Summary
Wildly inconsistent characters and an overabundance of clichés ensure that Blood Brother never manages to make much of its promising setup.
Blood Brother is a film that is a little bit better than you’d think and a lot worse than it might have been. Any low budget genre flick starring Tremaine “Trey Songz” Neverson has its work cut out, obviously, but this thing really did feel like it was going to be about something – at least until it just decided that it wasn’t.
Neverson plays Sonny, a cop, and you’re never allowed to forget this because all his friends from back in the day say things like, “Because you’re a cop?” in response to virtually everything he says. But I suppose it makes sense, as back in the day Sonny and his friends were teenage tearaways who used to spray-paint the word “Demons” on walls. And at one point they nabbed $3 million from an armoured car and their nutcase white friend executed the only surviving witness and went to prison for fifteen years.
Now he’s back. His name is Jake and the grown-up version is played by Jack Kesy. For the last decade and a half the gang – which also includes Hassan Johnson and J.D. Williams, but don’t worry about those two – have been sitting on the loot, and it’s time to split it. This goes surprisingly diplomatically, all things considered. Everyone gets an equal share, but Sonny wants Jake to keep his – “Why? Because you’re a cop?” – since he’s such a nice guy and obviously feels some semblance of guilt over Jake’s incarceration. This whole setup, with its old friends and their fractured bond and their dark secret, is actually handled rather well. You get the sense Blood Brother might be going somewhere with it.

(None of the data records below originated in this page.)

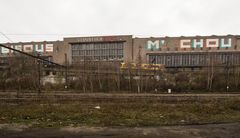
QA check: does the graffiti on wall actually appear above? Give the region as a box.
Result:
[180,38,232,48]
[146,40,165,50]
[146,37,232,51]
[0,44,54,54]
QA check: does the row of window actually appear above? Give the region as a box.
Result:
[71,43,124,50]
[148,52,240,67]
[72,49,123,56]
[71,42,124,64]
[72,55,123,62]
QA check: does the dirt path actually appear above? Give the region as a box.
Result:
[0,123,239,138]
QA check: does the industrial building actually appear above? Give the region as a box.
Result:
[1,35,240,69]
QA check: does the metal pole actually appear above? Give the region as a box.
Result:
[37,53,41,94]
[226,56,230,93]
[64,53,68,89]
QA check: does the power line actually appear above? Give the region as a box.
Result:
[3,33,135,36]
[2,34,86,36]
[0,32,14,42]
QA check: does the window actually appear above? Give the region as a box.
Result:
[71,42,124,64]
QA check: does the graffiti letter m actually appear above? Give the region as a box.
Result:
[146,40,160,50]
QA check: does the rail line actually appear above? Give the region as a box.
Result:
[0,92,239,103]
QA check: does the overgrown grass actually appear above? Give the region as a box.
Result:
[0,99,239,128]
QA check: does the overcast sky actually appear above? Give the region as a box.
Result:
[0,0,239,43]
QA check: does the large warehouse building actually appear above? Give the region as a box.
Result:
[1,35,240,68]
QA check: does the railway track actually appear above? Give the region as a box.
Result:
[0,92,239,103]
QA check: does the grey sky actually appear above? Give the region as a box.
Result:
[0,0,239,42]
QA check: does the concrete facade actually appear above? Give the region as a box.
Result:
[135,35,240,67]
[1,41,64,64]
[1,35,240,68]
[64,35,133,64]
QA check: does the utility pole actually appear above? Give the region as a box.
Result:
[37,53,41,94]
[226,56,230,93]
[64,53,68,89]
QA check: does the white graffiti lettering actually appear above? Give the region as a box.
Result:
[146,40,165,50]
[0,44,54,54]
[180,38,232,48]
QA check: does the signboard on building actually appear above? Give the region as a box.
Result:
[76,36,123,43]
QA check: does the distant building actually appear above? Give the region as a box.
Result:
[1,35,240,69]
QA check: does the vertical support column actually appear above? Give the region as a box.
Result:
[65,53,68,90]
[37,53,41,94]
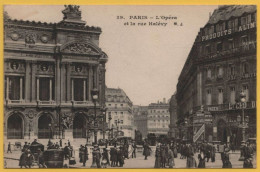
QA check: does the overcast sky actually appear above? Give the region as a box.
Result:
[5,5,217,105]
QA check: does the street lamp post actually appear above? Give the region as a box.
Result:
[91,88,99,145]
[48,123,51,139]
[238,90,249,161]
[184,117,188,141]
[101,107,107,140]
[108,113,112,140]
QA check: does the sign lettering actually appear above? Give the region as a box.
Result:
[202,22,256,42]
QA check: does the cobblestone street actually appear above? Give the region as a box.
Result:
[4,150,256,168]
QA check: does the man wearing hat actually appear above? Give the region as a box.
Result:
[37,148,47,168]
[243,141,254,168]
[222,148,232,168]
[110,145,117,167]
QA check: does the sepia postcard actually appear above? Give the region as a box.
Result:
[1,1,258,170]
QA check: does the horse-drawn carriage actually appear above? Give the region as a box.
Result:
[28,143,65,168]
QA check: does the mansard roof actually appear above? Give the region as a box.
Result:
[206,5,256,25]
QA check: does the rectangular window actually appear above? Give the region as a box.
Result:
[228,39,234,49]
[217,66,223,76]
[241,16,247,25]
[230,87,236,104]
[207,68,212,78]
[206,89,212,105]
[241,35,248,46]
[217,42,223,52]
[243,63,248,74]
[229,64,235,75]
[73,78,84,101]
[39,77,54,101]
[218,89,223,104]
[8,76,24,100]
[205,45,211,54]
[121,120,123,124]
[243,85,249,102]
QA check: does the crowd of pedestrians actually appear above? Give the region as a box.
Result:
[15,138,255,169]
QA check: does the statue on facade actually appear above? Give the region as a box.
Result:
[62,5,81,20]
[61,113,73,129]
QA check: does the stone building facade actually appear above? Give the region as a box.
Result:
[4,5,108,144]
[133,105,148,138]
[105,87,134,138]
[168,93,178,138]
[147,99,170,136]
[176,5,256,146]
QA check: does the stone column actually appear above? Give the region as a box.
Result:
[36,77,39,101]
[6,76,9,100]
[20,77,23,100]
[25,61,31,102]
[88,64,93,101]
[93,65,97,89]
[66,63,71,102]
[83,79,86,101]
[31,61,37,102]
[71,79,74,101]
[60,63,65,102]
[56,58,61,103]
[49,78,52,101]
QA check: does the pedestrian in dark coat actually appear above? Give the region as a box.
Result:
[154,145,161,168]
[168,148,175,168]
[222,148,232,168]
[160,145,166,168]
[19,151,27,168]
[92,146,101,168]
[110,146,117,167]
[211,145,216,162]
[79,145,83,163]
[59,139,62,147]
[26,150,34,168]
[22,142,29,152]
[64,143,70,160]
[37,149,47,168]
[132,143,137,158]
[118,147,125,167]
[143,143,150,160]
[101,148,110,168]
[7,142,12,153]
[198,152,206,168]
[83,145,89,167]
[243,143,254,168]
[205,143,211,162]
[173,144,178,158]
[186,144,197,168]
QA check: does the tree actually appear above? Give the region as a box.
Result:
[4,11,11,21]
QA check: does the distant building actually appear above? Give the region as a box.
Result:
[133,105,148,138]
[105,87,134,138]
[147,99,170,136]
[168,93,178,138]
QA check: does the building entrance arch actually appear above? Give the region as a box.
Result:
[217,119,228,143]
[38,114,53,139]
[7,113,24,139]
[73,114,87,138]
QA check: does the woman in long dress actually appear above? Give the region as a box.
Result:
[198,151,206,168]
[168,148,175,168]
[154,145,161,168]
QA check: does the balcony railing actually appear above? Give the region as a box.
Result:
[6,100,25,104]
[7,129,23,139]
[37,100,56,105]
[199,42,256,60]
[193,101,256,113]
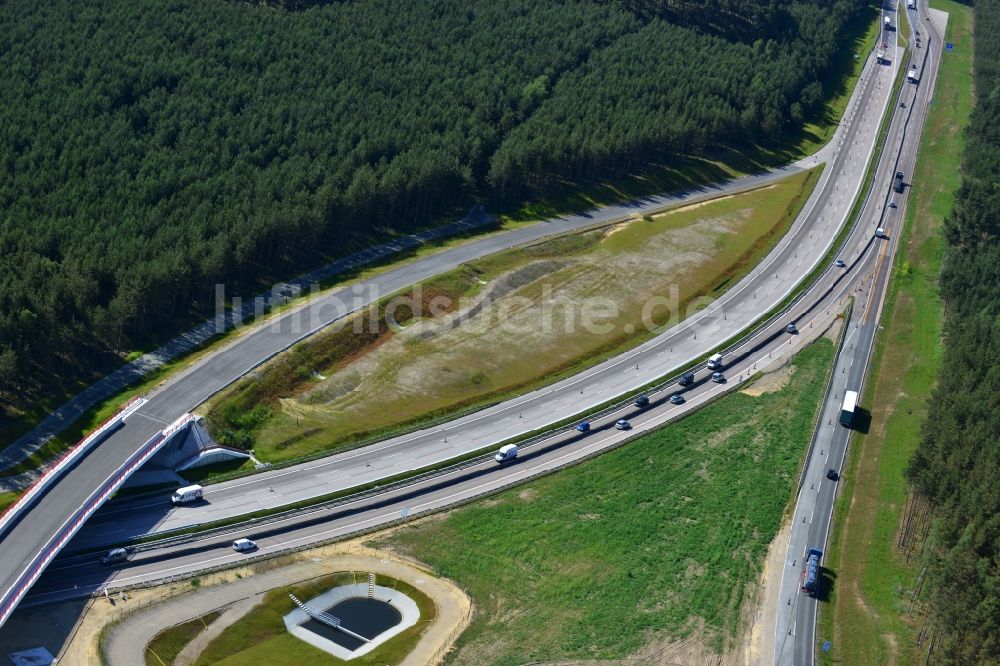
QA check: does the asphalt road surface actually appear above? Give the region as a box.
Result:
[0,9,903,630]
[774,3,945,664]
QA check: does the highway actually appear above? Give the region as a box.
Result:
[64,61,888,552]
[21,28,922,608]
[0,2,906,630]
[24,285,876,604]
[774,2,946,664]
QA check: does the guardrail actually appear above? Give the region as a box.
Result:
[0,396,146,540]
[0,412,191,627]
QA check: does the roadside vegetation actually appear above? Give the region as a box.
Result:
[818,1,975,663]
[380,341,834,664]
[0,0,875,431]
[206,169,821,460]
[188,573,435,665]
[145,611,221,666]
[905,0,1000,660]
[0,492,18,513]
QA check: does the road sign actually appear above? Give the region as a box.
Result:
[946,43,954,51]
[822,640,832,652]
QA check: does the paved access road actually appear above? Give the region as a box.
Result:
[774,3,946,664]
[0,10,896,627]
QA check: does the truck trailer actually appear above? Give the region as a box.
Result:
[801,547,823,596]
[884,15,892,29]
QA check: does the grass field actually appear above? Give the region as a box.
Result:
[145,611,221,666]
[208,168,821,462]
[818,2,973,663]
[378,341,835,664]
[0,491,18,514]
[188,574,435,665]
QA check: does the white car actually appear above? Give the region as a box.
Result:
[615,419,631,430]
[711,372,725,383]
[835,259,846,268]
[232,538,257,553]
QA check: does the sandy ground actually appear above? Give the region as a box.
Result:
[2,538,470,666]
[741,364,797,396]
[745,520,791,666]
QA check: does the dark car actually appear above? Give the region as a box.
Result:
[634,395,650,408]
[678,372,696,387]
[669,394,685,405]
[826,469,839,481]
[575,421,591,432]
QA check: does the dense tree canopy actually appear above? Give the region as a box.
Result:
[0,0,861,404]
[907,0,1000,661]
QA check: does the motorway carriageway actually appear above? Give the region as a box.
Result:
[776,1,946,664]
[1,7,896,626]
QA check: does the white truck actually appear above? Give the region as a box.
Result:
[707,353,724,370]
[884,15,892,28]
[171,484,203,505]
[907,0,915,8]
[840,390,859,427]
[908,66,919,82]
[495,444,518,463]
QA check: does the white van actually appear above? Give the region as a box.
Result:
[171,484,203,505]
[232,538,257,552]
[495,444,518,463]
[707,353,724,370]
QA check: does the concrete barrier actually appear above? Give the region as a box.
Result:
[0,397,146,540]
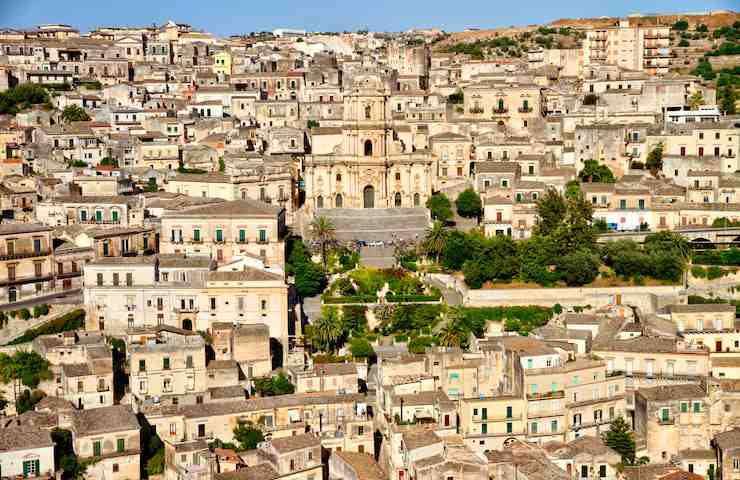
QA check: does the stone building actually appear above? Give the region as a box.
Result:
[303,73,435,210]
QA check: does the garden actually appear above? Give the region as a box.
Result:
[420,189,691,289]
[322,267,442,304]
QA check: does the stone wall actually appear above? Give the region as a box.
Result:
[464,285,684,313]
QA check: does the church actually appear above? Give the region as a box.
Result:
[303,73,435,211]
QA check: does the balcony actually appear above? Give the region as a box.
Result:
[256,239,269,245]
[1,273,53,287]
[468,107,484,115]
[79,219,122,225]
[527,390,565,401]
[657,417,675,425]
[0,249,51,261]
[493,108,509,114]
[518,107,533,113]
[175,307,199,314]
[97,385,110,392]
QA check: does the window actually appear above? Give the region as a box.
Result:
[599,465,607,478]
[734,458,740,471]
[506,405,513,418]
[163,358,170,370]
[239,229,246,243]
[693,401,701,413]
[216,228,223,242]
[113,273,119,286]
[97,273,103,286]
[661,408,670,422]
[680,402,688,413]
[126,273,133,286]
[139,360,146,371]
[117,438,125,453]
[550,420,558,432]
[259,229,267,243]
[530,421,538,433]
[23,459,40,477]
[506,422,512,433]
[93,440,102,457]
[193,228,200,242]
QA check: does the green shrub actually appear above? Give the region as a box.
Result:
[8,309,85,345]
[707,266,725,280]
[692,265,708,278]
[32,304,49,318]
[394,334,408,343]
[19,309,31,320]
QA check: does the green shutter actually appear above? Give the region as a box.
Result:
[95,210,102,222]
[481,423,487,434]
[112,210,119,222]
[216,229,223,242]
[194,229,200,241]
[93,441,101,457]
[239,229,246,243]
[117,438,125,452]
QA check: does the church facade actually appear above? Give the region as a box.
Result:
[303,73,435,211]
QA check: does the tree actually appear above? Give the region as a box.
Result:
[52,428,92,479]
[565,180,581,199]
[672,20,689,31]
[0,350,53,389]
[438,323,463,347]
[422,221,449,261]
[218,157,226,172]
[426,193,453,222]
[644,231,691,262]
[253,372,295,396]
[455,188,482,218]
[535,189,568,237]
[289,240,327,298]
[62,104,90,123]
[557,250,600,286]
[646,143,664,174]
[310,307,344,352]
[0,84,50,115]
[408,336,435,354]
[233,421,264,451]
[697,24,709,32]
[349,337,375,358]
[719,86,737,115]
[16,389,45,414]
[603,416,636,465]
[678,38,690,47]
[448,90,464,104]
[145,177,158,192]
[688,91,704,109]
[310,216,336,271]
[578,160,616,183]
[61,104,91,123]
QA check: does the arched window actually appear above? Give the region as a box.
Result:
[364,140,373,156]
[335,194,343,208]
[414,193,420,207]
[498,98,505,112]
[394,192,402,207]
[336,173,342,182]
[364,105,371,119]
[316,196,324,209]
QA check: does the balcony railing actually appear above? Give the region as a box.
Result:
[0,250,50,261]
[97,385,110,392]
[518,107,533,113]
[493,108,509,114]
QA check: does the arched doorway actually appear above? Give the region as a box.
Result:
[394,192,402,207]
[182,319,193,331]
[316,196,324,209]
[364,140,373,156]
[335,194,343,208]
[413,193,420,207]
[363,186,375,209]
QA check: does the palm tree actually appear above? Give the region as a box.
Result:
[310,216,336,271]
[311,308,344,352]
[422,220,448,261]
[438,323,462,347]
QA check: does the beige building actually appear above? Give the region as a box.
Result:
[583,19,670,75]
[160,199,287,269]
[303,73,434,210]
[128,330,208,403]
[71,405,142,480]
[0,223,54,305]
[287,362,359,394]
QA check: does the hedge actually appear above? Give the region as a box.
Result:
[7,309,86,345]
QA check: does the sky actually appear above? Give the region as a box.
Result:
[1,0,736,36]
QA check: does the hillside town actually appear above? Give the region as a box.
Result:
[0,9,739,480]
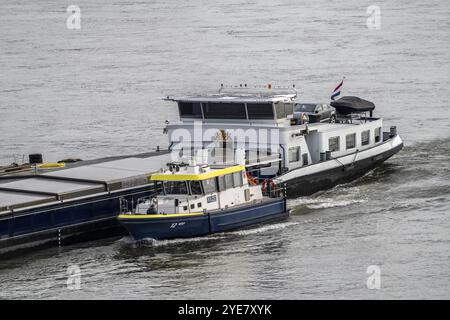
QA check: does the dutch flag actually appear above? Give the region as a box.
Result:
[331,78,344,100]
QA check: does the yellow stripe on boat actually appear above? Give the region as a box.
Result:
[118,212,204,219]
[150,165,245,181]
[37,163,66,169]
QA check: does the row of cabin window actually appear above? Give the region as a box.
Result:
[180,101,296,120]
[217,172,244,191]
[179,102,275,120]
[202,172,244,193]
[182,202,203,211]
[328,127,382,152]
[162,172,244,195]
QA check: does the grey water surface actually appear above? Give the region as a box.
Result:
[0,0,449,299]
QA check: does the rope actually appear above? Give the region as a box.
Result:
[333,149,359,170]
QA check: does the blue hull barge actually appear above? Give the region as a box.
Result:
[118,161,289,240]
[0,152,170,255]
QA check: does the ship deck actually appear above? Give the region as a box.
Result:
[0,151,171,215]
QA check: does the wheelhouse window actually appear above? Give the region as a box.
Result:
[346,133,356,149]
[153,181,164,194]
[233,171,243,187]
[361,130,370,146]
[217,175,226,191]
[164,181,188,195]
[288,146,300,162]
[203,102,246,119]
[202,178,217,194]
[189,181,203,195]
[178,102,203,118]
[374,127,382,143]
[329,136,340,152]
[225,174,234,189]
[246,103,274,119]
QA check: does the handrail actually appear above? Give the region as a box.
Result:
[218,84,298,98]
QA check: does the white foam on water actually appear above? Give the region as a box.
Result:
[288,196,368,210]
[307,199,367,209]
[120,221,299,247]
[230,221,299,236]
[138,233,228,247]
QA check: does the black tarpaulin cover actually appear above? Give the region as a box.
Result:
[330,96,375,115]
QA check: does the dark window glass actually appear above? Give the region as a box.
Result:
[202,178,217,194]
[346,133,356,149]
[289,146,300,162]
[190,204,195,209]
[190,181,203,195]
[247,103,274,119]
[329,136,340,152]
[164,181,188,194]
[275,103,293,119]
[153,181,164,195]
[178,102,202,118]
[375,127,381,142]
[275,103,286,119]
[0,218,9,237]
[302,153,308,166]
[203,102,246,119]
[197,202,202,208]
[225,174,234,188]
[217,176,226,191]
[361,130,370,146]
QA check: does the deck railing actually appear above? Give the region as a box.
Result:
[260,181,286,199]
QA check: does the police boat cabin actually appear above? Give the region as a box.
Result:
[117,159,288,240]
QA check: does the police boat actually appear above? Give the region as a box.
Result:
[117,160,289,240]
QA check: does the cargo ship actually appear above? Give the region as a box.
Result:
[1,84,403,254]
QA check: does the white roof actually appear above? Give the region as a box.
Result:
[307,122,357,133]
[167,95,296,103]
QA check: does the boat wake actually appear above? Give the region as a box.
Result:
[230,221,299,236]
[139,234,228,247]
[288,194,368,211]
[119,221,298,248]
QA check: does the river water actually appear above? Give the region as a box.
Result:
[0,0,449,299]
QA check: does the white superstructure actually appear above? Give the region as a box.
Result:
[162,86,399,182]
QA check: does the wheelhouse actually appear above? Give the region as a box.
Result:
[151,165,247,197]
[128,164,255,216]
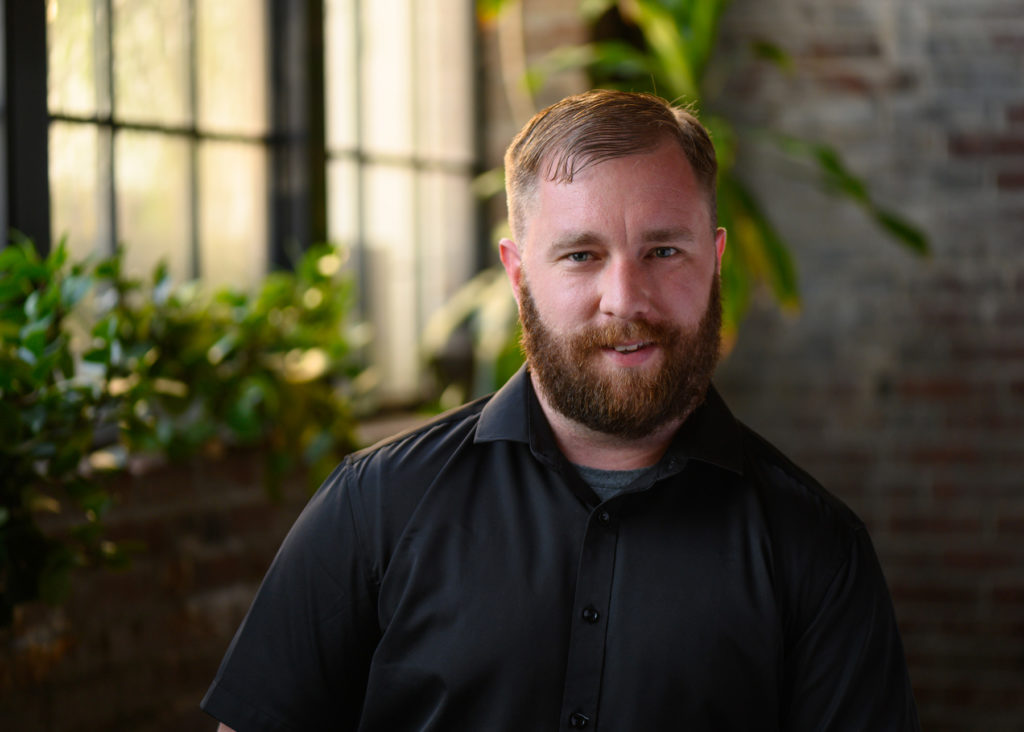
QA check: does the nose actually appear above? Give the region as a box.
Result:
[599,258,652,320]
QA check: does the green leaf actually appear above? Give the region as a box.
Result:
[580,0,617,21]
[751,39,794,71]
[629,0,698,100]
[720,173,800,309]
[870,208,930,256]
[476,0,511,22]
[688,0,729,79]
[61,273,92,309]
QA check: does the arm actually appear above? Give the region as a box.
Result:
[783,527,919,730]
[200,464,379,730]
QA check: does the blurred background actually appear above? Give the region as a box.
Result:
[1,0,1022,730]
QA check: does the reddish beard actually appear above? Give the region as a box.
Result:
[519,274,722,439]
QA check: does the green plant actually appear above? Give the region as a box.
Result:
[0,237,125,625]
[87,242,365,494]
[0,236,365,625]
[548,0,928,343]
[437,0,929,402]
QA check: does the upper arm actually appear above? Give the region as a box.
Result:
[200,466,379,730]
[782,529,920,731]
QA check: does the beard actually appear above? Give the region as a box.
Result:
[519,273,722,440]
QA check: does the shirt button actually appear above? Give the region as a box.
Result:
[569,711,590,728]
[597,510,611,526]
[581,606,600,623]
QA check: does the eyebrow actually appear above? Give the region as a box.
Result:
[549,227,698,253]
[642,227,698,244]
[549,231,603,254]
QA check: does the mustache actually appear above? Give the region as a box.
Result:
[569,319,679,349]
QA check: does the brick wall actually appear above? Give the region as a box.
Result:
[711,1,1024,729]
[0,453,313,731]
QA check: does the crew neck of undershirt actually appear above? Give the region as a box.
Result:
[572,463,658,502]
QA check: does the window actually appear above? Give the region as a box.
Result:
[325,0,480,402]
[8,0,481,404]
[47,0,270,289]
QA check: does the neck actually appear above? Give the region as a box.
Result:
[530,372,682,471]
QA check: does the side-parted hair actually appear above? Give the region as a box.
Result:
[503,89,718,243]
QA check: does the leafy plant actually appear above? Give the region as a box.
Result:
[556,0,928,343]
[0,237,121,625]
[0,236,365,625]
[435,0,929,402]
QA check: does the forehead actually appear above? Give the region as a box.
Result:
[526,142,712,243]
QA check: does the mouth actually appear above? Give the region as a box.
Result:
[610,341,653,354]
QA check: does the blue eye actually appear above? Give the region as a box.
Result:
[653,247,678,258]
[567,252,592,262]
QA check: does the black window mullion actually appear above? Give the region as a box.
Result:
[268,0,325,271]
[187,0,199,279]
[101,0,117,258]
[4,0,50,252]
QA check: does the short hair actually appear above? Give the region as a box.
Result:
[503,89,718,242]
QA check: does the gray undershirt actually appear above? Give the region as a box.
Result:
[573,463,658,502]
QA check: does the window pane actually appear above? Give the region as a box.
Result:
[419,170,476,314]
[47,0,99,116]
[416,0,474,162]
[327,157,360,246]
[116,131,191,281]
[325,0,358,151]
[364,164,418,399]
[361,0,413,156]
[198,141,267,290]
[46,0,100,116]
[50,121,106,261]
[196,0,268,136]
[113,0,190,126]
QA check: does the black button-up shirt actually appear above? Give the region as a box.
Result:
[202,368,919,731]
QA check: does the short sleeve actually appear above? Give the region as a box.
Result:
[782,527,920,731]
[201,463,380,731]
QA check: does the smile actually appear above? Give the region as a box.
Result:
[612,342,651,354]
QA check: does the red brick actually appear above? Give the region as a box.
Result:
[890,515,984,535]
[992,34,1024,52]
[804,39,882,59]
[942,550,1018,571]
[906,446,981,467]
[818,73,873,94]
[992,584,1024,605]
[895,378,976,399]
[997,170,1024,189]
[949,133,1024,157]
[996,516,1024,536]
[890,582,979,605]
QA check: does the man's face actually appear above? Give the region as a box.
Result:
[500,140,727,438]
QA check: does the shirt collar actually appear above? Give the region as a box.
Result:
[476,365,745,476]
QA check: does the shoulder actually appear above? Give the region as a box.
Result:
[733,422,872,624]
[343,393,492,490]
[310,395,493,563]
[737,421,865,541]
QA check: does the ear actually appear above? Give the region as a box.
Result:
[499,237,524,303]
[714,227,727,269]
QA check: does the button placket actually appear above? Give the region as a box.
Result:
[558,506,620,730]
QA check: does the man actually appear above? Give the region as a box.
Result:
[202,90,919,730]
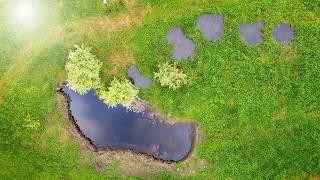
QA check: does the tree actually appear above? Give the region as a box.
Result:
[65,45,102,94]
[98,78,139,109]
[154,62,188,90]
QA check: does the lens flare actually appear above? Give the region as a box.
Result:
[15,2,35,25]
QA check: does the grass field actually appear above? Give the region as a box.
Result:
[0,0,319,179]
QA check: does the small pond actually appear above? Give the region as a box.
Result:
[60,87,194,162]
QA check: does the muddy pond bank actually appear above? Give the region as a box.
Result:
[57,87,196,162]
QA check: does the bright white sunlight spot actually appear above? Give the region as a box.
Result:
[13,1,37,28]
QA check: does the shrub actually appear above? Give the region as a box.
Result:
[98,78,139,108]
[66,45,102,94]
[154,62,188,90]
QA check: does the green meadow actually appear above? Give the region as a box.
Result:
[0,0,319,179]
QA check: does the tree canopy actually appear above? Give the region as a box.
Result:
[98,78,139,108]
[65,45,102,94]
[154,62,188,90]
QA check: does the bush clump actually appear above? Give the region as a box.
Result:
[98,78,139,108]
[154,62,188,90]
[66,45,102,94]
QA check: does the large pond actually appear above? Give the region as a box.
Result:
[60,87,194,162]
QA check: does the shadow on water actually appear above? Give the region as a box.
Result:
[59,87,195,162]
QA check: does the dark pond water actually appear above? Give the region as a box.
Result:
[61,87,194,161]
[240,22,264,45]
[272,23,295,42]
[167,27,195,61]
[128,64,152,89]
[196,14,224,41]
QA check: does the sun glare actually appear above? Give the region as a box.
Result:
[16,2,33,19]
[13,2,37,27]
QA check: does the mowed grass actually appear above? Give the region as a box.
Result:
[0,0,319,179]
[132,0,320,178]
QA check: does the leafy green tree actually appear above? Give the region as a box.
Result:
[154,62,188,90]
[98,78,139,108]
[66,45,102,94]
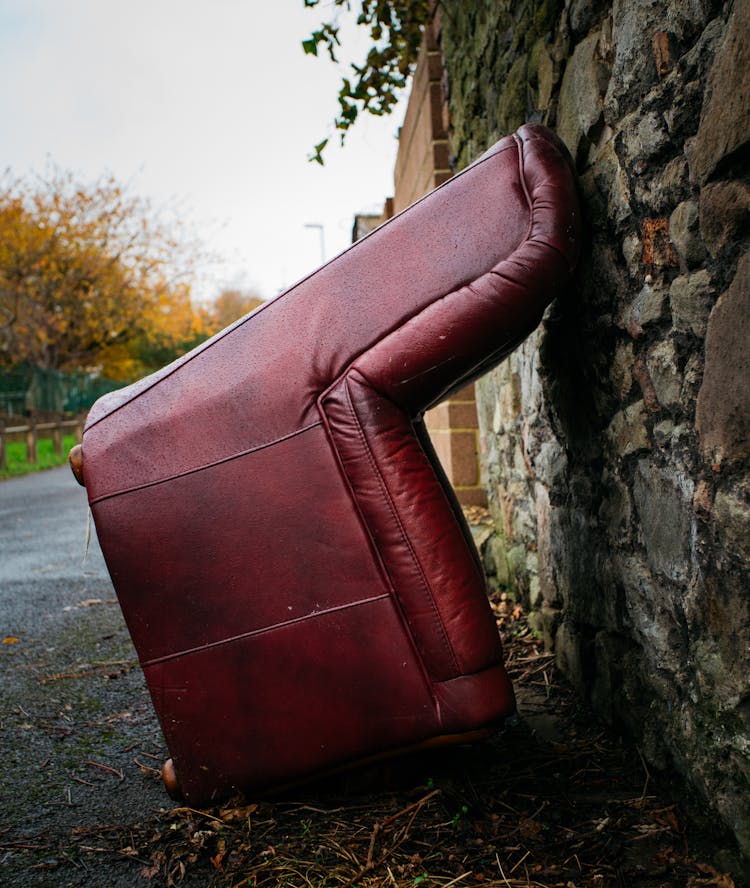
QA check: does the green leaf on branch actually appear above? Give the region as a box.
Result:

No such luck. You can tell by how the friendly reunion between Sonny and Jake is going a little too well. Jake wants to attend a music recital performed by Darcy (China Anne McClain), the pretty younger sister of Sonny’s estranged wife Megan (Tanee McCall), but on the way there they stop at a corner store and Jake just goes nuts and murders everyone. It’s supposed to be shocking and dramatic but it just plays out as confused. That Blood Brother settles on this character being a garden-variety maniac so early on just undermines any promises made by the screenplay – penned by Michael Finch, Karl Gajdusek, and Charles Murray – that the film would have something to say about these characters, their relationship, and their impoverished upbringing.
From there Blood Brother just becomes a contrived cat-and-mouse actioner, with Jake going on the run, charming and subsequently kidnapping Darcy, and weaving a weird trail through various underworld figures (including one played by Fetty Wap) to provide an excuse for mediocre standoffs and action beats. Along the way his character wavers back and forth between charismatic and deranged with no real warning or reason, and there are multiple instances in which both the hero and the villain have ample opportunity to kill each other and just don’t bother to. Any justifications given for this – “Because you’re a cop?” – are flimsy at best and woefully idiotic at worst.
I can’t say I’m surprised, but I’m certainly disappointed given the film’s early consideration for its characters and premise, and also the fact that the cast are serviceable and the direction is perfectly competent. It’s the writing that grossly undermines Blood Brother and ensures it remains a clichéd genre exercise with little about it worthy of note. Blood might by thicker than water, but Blood Brother is thicker than both.